Beberapa platform media sosial menunjukkan sikap kooperatif dalam memenuhi peraturan baru, sementara yang lain belum mematuhi.
Perlindungan anak di dunia digital tetap menjadi fokus utama dalam kebijakan pemerintah.
Pemerintah Indonesia resmi melarang anak di bawah usia 16 tahun menggunakan media sosial mulai 28 Maret 2026 sebagai upaya melindungi mereka dari konten berbahaya seperti pornografi dan cyberbullying.
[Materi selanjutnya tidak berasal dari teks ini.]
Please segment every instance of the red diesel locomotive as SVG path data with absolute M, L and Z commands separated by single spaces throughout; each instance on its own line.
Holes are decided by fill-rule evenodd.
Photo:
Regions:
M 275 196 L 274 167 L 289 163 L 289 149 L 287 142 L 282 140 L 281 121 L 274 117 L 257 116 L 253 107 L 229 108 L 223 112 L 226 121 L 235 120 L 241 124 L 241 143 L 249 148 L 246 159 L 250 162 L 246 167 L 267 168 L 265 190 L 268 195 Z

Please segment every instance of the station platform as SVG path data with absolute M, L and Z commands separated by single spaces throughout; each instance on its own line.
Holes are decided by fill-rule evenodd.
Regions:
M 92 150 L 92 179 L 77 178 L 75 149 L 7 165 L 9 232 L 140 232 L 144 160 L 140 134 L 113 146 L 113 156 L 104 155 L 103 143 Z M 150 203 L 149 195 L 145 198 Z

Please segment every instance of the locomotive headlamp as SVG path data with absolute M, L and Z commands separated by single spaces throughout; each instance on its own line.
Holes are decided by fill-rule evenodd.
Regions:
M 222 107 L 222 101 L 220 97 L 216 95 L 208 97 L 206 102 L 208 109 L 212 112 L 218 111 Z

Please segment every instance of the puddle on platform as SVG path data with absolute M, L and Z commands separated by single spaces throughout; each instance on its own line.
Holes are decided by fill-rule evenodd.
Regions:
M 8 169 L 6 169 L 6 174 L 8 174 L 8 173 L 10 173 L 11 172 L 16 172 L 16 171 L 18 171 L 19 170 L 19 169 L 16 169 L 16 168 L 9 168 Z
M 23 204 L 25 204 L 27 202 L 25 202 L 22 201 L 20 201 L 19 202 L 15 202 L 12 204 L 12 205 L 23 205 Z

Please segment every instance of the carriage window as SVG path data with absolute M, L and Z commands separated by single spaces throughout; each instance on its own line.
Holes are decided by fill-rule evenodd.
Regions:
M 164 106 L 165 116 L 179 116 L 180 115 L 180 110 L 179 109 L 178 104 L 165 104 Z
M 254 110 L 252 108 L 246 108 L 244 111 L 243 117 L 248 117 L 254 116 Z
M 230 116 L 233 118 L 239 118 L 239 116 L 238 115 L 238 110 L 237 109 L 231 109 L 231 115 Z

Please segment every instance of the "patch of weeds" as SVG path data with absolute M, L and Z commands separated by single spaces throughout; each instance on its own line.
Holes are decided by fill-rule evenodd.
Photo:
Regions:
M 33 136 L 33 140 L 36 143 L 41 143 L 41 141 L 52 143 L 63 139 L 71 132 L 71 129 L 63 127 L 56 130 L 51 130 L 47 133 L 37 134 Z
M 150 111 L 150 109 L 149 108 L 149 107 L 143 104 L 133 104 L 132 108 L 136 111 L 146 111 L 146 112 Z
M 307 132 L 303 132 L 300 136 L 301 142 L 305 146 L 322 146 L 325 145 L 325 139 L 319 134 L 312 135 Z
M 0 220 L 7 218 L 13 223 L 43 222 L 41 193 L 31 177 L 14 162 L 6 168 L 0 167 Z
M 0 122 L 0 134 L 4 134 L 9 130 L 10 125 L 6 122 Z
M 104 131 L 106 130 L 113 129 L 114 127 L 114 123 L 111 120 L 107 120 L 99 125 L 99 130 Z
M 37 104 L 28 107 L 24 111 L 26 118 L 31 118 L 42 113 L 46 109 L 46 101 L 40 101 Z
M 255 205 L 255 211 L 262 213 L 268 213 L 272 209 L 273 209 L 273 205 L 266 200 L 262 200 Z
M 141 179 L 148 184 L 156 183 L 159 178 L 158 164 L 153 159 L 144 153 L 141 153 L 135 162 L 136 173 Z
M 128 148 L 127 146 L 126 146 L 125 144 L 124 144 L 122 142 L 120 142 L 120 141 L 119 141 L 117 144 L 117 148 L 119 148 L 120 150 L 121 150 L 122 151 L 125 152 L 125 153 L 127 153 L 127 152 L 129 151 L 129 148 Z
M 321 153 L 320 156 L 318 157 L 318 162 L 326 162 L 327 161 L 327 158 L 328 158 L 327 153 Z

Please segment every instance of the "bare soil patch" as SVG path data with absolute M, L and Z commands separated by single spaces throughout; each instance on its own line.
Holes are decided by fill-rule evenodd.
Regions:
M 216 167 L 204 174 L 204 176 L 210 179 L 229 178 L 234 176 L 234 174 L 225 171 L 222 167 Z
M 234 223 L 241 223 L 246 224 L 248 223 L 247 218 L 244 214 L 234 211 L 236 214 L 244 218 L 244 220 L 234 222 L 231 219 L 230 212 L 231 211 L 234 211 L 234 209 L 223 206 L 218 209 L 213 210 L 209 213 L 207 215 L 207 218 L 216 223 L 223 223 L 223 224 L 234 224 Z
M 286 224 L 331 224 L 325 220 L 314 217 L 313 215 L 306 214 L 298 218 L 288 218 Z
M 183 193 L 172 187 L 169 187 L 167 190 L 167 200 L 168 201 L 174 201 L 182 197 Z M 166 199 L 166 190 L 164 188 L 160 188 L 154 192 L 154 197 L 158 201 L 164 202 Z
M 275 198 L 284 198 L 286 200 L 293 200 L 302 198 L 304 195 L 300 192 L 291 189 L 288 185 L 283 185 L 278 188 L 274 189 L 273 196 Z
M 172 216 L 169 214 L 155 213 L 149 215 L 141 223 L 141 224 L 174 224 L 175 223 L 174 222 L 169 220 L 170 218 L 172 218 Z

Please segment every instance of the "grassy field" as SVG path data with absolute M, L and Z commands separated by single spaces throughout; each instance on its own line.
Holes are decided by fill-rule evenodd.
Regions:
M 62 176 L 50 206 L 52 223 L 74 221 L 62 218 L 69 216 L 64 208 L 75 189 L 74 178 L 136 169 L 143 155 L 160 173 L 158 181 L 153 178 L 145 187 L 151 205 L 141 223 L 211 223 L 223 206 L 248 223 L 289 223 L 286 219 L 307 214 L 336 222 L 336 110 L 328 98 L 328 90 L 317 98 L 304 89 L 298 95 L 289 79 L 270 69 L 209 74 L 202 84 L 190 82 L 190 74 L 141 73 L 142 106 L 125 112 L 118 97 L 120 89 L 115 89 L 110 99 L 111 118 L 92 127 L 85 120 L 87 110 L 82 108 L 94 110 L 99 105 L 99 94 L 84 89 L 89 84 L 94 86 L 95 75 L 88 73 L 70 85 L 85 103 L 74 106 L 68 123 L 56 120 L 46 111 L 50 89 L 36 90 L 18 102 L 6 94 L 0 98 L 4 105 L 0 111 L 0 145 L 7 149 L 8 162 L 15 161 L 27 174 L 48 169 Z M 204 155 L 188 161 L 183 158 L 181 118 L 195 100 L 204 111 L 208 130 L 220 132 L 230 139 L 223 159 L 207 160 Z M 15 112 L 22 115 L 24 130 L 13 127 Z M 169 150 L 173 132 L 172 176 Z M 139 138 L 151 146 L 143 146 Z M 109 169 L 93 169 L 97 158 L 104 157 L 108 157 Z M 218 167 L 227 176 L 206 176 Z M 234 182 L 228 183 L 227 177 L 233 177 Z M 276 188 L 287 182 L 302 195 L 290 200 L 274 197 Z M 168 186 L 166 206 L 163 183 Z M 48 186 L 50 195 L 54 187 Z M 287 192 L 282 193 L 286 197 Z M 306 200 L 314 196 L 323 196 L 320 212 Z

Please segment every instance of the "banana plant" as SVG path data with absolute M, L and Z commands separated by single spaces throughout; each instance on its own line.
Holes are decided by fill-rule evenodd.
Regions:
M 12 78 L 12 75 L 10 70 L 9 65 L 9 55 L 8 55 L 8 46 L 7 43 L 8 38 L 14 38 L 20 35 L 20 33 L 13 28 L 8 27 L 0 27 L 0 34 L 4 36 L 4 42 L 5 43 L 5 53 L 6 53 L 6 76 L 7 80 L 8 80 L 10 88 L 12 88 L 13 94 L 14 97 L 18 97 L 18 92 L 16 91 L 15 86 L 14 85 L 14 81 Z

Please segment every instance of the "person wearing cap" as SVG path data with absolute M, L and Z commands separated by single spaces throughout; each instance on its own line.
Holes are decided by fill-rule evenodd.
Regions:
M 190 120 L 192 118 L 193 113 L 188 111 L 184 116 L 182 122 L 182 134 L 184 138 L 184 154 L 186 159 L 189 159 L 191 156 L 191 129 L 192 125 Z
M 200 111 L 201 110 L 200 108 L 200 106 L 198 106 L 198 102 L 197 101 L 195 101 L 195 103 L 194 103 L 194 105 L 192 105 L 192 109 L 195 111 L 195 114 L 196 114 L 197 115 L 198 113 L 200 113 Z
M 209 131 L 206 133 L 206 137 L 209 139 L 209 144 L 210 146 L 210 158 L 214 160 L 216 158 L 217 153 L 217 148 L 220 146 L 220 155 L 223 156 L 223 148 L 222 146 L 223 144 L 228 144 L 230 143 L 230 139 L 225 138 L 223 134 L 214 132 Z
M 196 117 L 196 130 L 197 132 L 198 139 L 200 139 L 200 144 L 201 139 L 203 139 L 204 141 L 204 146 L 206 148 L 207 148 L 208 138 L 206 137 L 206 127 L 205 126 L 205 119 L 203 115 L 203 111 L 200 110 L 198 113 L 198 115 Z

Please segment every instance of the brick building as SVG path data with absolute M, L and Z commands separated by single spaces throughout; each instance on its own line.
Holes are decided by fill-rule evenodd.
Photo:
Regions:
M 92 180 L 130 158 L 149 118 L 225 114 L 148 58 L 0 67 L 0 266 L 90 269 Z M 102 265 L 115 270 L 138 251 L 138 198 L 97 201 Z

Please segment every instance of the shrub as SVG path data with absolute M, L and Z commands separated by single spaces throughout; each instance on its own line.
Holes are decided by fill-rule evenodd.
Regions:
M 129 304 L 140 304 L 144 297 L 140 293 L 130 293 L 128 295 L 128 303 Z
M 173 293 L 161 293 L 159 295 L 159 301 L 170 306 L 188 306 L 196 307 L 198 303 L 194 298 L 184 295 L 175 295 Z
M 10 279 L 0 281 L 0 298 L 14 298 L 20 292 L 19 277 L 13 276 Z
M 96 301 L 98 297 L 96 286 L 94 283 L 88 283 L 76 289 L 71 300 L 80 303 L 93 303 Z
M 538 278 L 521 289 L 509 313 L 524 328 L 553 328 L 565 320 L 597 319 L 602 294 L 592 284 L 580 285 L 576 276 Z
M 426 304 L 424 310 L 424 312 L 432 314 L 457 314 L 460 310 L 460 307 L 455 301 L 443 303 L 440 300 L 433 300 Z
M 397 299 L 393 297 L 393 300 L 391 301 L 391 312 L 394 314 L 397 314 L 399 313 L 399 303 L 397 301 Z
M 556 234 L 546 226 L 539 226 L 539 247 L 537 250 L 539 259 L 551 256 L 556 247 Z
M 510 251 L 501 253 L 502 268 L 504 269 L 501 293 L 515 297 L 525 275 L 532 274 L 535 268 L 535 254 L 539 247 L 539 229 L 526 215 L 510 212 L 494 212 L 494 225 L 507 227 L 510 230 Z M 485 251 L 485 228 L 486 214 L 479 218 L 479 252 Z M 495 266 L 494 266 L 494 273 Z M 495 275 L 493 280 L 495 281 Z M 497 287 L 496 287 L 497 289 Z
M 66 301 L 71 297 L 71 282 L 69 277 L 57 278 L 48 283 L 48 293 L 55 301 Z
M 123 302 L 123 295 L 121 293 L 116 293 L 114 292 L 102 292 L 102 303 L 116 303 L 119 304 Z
Kebijakan ini tercantum dalam Peraturan Menteri Komunikasi dan Digital Nomor 9 Tahun 2026 yang merupakan turunan dari Peraturan Pemerintah Tunas.
Beberapa platform media sosial memberikan respons berbeda: X dan Bigo Live sudah kooperatif penuh memperbarui batas usia pengguna, TikTok dan Roblox mulai melakukan penyesuaian kebijakan, sementara Instagram, Threads, Facebook, dan YouTube belum sepenuhnya mematuhi aturan. Pemerintah siap memberi sanksi kepada platform yang tidak patuh.
Kebijakan ini signifikan untuk melindungi anak-anak dari risiko digital. Jika implementasi dan penegakan berjalan efektif, akan ada perubahan besar dalam cara anak mengakses media sosial, dan diharapkan muncul platform yang lebih aman bagi pengguna muda.
Analisis Ahli
Kominfo Expert
Peraturan ini merupakan langkah strategis untuk meningkatkan perlindungan anak secara digital di Indonesia dan bisa menjadi contoh bagi negara lain dalam menerapkan regulasi serupa.Digital Safety Specialist
Penegakan aturan soal batas usia di platform media sosial bisa memperkecil risiko korban cyberbullying dan paparan konten negatif, namun harus diiringi edukasi digital kepada anak dan orang tua.